DETROIT -- The Detroit Lions' run-and-shoot offense packs plenty of punch, but it's usually Barry Sanders who lands the big blow.

In 22 games, he has scored 22 touchdowns and averaged 114 total yards on five yards per rush and 14 per catch. "I don't know if anybody else in the league is that talented," Redskins Coach Joe Gibbs said. "We're not looking forward to this, period. He's had some awesome performances this year."

Sanders would prosper in any offense, but the run-and-shoot is partly responsible for his success and could be the key to a long career. As rookie of the year in 1989, the 5-foot-8, 202-pounder was the league's second-leading rusher (1,470 yards) but was seventh in attempts (280). He carried 90 fewer times than rushing champion Christian Okoye.

"Barry doesn't get beat up in this offense," Lions Coach Wayne Fontes said. "He doesn't have to carry the ball 25 times a game and he doesn't take a lot of big hits as it is."

This is not news to the Redskins. Former Lions defensive end Eric Williams, acquired in a trade Sept. 11, said: "We couldn't even touch him in practice. It's hard to believe that we're supposed to {stop him}. He's amazing. I just hope I don't see his heels a lot."

Because the Redskins have yet to face a true run-and-shoot team, Gibbs is expected to use a wide range of defenses early and settle on the most successful. Lions assistant coach Mouse Davis, the widely acclaimed run-and-shoot guru, says that reaction is common.

"They'll get more comfortable facing it after they've seen it three or four times," he said. "Like most teams, they'll come in trying to stop Barry. That gives us great potential for the pass and we have to execute."

The Lions have been doing that a little better lately.
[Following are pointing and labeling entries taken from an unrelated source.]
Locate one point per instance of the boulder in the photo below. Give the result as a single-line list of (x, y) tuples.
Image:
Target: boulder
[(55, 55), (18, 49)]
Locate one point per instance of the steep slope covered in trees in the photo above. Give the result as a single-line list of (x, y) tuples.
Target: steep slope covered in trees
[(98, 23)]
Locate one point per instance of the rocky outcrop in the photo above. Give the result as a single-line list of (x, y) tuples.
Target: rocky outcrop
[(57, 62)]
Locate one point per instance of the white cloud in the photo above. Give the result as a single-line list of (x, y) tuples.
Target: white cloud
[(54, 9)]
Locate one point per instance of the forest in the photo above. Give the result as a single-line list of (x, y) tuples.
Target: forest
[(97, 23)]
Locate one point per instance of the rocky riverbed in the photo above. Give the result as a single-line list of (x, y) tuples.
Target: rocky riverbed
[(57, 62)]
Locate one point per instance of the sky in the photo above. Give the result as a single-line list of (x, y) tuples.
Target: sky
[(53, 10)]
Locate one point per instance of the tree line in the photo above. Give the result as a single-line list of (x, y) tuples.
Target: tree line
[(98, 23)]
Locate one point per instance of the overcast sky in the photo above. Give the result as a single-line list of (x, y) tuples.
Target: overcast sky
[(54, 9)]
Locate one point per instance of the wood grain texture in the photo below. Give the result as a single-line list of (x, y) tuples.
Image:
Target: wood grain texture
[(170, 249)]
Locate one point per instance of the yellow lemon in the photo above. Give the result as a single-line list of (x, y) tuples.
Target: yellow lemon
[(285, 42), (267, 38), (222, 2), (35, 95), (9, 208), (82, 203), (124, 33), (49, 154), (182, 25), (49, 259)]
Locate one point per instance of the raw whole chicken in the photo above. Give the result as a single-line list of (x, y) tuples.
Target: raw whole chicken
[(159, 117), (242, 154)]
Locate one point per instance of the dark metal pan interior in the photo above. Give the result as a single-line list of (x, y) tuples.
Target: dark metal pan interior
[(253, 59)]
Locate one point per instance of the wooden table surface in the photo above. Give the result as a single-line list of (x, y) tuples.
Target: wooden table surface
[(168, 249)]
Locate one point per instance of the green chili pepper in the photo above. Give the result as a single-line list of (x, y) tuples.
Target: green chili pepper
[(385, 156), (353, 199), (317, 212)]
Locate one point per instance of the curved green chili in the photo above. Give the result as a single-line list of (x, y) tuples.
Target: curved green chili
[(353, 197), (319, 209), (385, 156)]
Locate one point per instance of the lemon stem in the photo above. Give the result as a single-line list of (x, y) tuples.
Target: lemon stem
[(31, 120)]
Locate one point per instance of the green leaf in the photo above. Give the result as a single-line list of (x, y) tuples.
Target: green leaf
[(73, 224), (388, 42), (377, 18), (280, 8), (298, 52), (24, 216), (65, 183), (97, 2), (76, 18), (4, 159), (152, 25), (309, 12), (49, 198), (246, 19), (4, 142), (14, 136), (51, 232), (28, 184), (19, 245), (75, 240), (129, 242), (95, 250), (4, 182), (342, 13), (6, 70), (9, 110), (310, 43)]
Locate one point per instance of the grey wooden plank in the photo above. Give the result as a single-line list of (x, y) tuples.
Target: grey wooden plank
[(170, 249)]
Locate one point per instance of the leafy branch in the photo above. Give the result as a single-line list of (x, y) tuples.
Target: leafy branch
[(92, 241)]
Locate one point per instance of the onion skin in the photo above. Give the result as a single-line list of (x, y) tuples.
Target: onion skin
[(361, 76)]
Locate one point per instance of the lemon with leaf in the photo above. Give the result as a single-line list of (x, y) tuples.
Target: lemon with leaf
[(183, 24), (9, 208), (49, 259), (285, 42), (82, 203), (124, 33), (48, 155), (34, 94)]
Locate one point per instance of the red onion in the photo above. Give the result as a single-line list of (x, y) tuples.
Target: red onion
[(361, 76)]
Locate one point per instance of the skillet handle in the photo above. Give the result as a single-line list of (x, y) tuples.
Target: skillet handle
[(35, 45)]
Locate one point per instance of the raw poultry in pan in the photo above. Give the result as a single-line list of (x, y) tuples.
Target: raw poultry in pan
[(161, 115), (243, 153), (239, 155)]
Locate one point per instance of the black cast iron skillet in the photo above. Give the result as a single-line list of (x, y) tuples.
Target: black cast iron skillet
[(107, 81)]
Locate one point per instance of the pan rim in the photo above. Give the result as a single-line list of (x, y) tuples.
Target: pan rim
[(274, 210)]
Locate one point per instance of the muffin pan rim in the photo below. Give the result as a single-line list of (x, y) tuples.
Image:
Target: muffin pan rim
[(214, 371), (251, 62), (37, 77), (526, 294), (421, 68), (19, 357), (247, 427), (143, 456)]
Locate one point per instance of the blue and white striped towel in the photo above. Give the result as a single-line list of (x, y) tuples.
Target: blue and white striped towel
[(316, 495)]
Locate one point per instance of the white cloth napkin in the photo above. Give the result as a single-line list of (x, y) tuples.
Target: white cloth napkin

They've scored 20 or more points in their last 11 regular season games, a club record. After going 1-6 and averaging 14 points through seven games last season, they are 3-4 and scoring 24 per game this year.

Quarterback Rodney Peete is at the forefront of the improvement. After throwing at least one interception in nine of his first 10 NFL games, he has not been picked off in his last three starts.

While the 4-3 Redskins wonder what to expect Sunday, the Lions know exactly what they'll see -- the dreaded counter play. "They only have three running plays, that's why they're so good at it," Fontes said. "New Orleans runs it too and we had success against it because {nose tackle} Jerry Ball would mash the pocket. But the Redskins do a better job of running it."

In passing situations, the key for the Lions will be outside linebacker Mike Cofer. The defense has been simplified with one goal in mind: bring Cofer on every play.

"We had 68 plays {against New Orleans} and rushed him 66. That's what he does best," defensive coordinator Woody Widenhofer said. The Lions know they're in trouble if they can't pressure Stan Humphries and force him into mistakes. Detroit did just that last week in forcing New Orleans quarterbacks into four interceptions and two fumbles in a 27-10 victory.

Jimmy Williams, a native Washingtonian, returned a fumble 53 yards for a touchdown to break a 10-10 tie late in the third quarter. Williams, who attended Wilson High School, has been Detroit's big-play man on defense.

He led all NFL linebackers in interceptions last season with five and also forced two fumbles and recovered one. When no major college offered him a scholarship out of high school, he and his younger brother Toby went out to Nebraska and made the squad as walk-ons. Jimmy Williams became a No. 1 draft pick in 1982; Toby joined the New England Patriots. Jimmy Williams has been a full-time starter for the past eight seasons.